El primer siglo de nuestra era vio la incursión de los shakas (escitas de Asia Central) en la India, donde dieron origen a la dinastía de los sátrapas occidentales. Después del reinado del monarca satavájana Hāla (entre el 20 y el 24 d. C.), hubo un periodo de inestabilidad en el que en 12 años se sucedieron cuatro reyes en el trono del reino Satavájana. Los sátrapas occidentales aprovecharon esta debilidad para apoderarse de la región de Malwa (en el actual Madhia Pradesh) que era territorio de los Satavájana, y la mantuvieron bajo su poder hasta que fue reconquistada por el rey Gautamiputa Shatakarni (106-130 d. C.), tras su victoria sobre el rey shaka Nahapana, con lo cual restauró el prestigio de su dinastía. Además de ser famoso por su victoria sobre los shakas, también lo es por su ferviente apoyo a la religión brahmánica y por su hostilidad a los pueblos invasores (se autotitulaba destructor de los shakas, iavanas y pajlavas; los iávanas eran los gobernantes grecomacedonios y los pajlavas eran los partos). Su hijo y sucesor, VashishtiPutra Pulumayi (130-158) fue como dijimos anteriormente el primer rey indio nativo en emitir monedas con sus retratos. El hermano de este, VashishtiPutra Shatakarni se casó con la hija de RudraDharman I de los sátrapas occidentales, pero fue derrotado por su suegro en el campo de batalla, lo cual tuvo un grave efecto sobre el poder y el prestigio de los Satavájana. La dinastía se recuperó de esta derrota en tiempos de Sri Iagñá Stakarni (170-199), quien logró recuperar algo del territorio que había sido perdido ante ellos.

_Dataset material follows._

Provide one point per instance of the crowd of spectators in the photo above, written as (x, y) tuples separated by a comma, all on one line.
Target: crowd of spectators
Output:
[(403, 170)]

Entre los reyes Satavájana se destaca Jala por haber compilado la colección de poemas prácritos conocida como Gaja-sattasai (aunque por evidencias lingüísticas parece que el texto de estos poemas como se conservan en la actualidad debe haber sido reeditado unos siglos después).

Los reyes Satavájana también se destacan por sus contribuciones al arte y la arquitectura budista. Los grandes estupas en el valle del río Krisna fueron construidas por ellos, incluido el estupa de Amaravati en Andhra Pradesh. Los estupas fueron decorados con mármol y esculturas con escenas de la vida de Buda, representado en un estilo esbelto y elegante.

Esta lista de los reyes Satavájana ―la más completa, con 30 reyes― está basada en una lista del Matsia-purana (hacia el siglo III d. C.), que los hinduistas consideran «profecías» escritas en el 3100 a. C. (según cálculos astrológicos de Varaja Mijira). A veces los números de años de reinado y la datación no coinciden, porque están deducidas de otros textos, inscripciones y monedas encontradas.[1]

Posiblemente como vasallos de la Dinastía kanua (entre el 75 y el 35 a. C.):

Finalmente los Shatavájanas cayeron a consecuencia de las ambiciones crecientes de sus estados vasallos. Varias dinastías se dividieron los territorios del reino: los ábhiras se quedaron con la parte noroccidental y llegaron a suceder a los shatavájanas en su capital Pratishthana Pura, los chutus se quedaron con el sur en Majarastra, los kadambas con el norte de Karnataka y los iksuakus con la región Krisná-Guntur. Dentro de las fronteras del antiguo reino Satavájana surgieron una serie de nuevos estados, el más importante de los cuales fue el de los pallavas de Kanchipuram.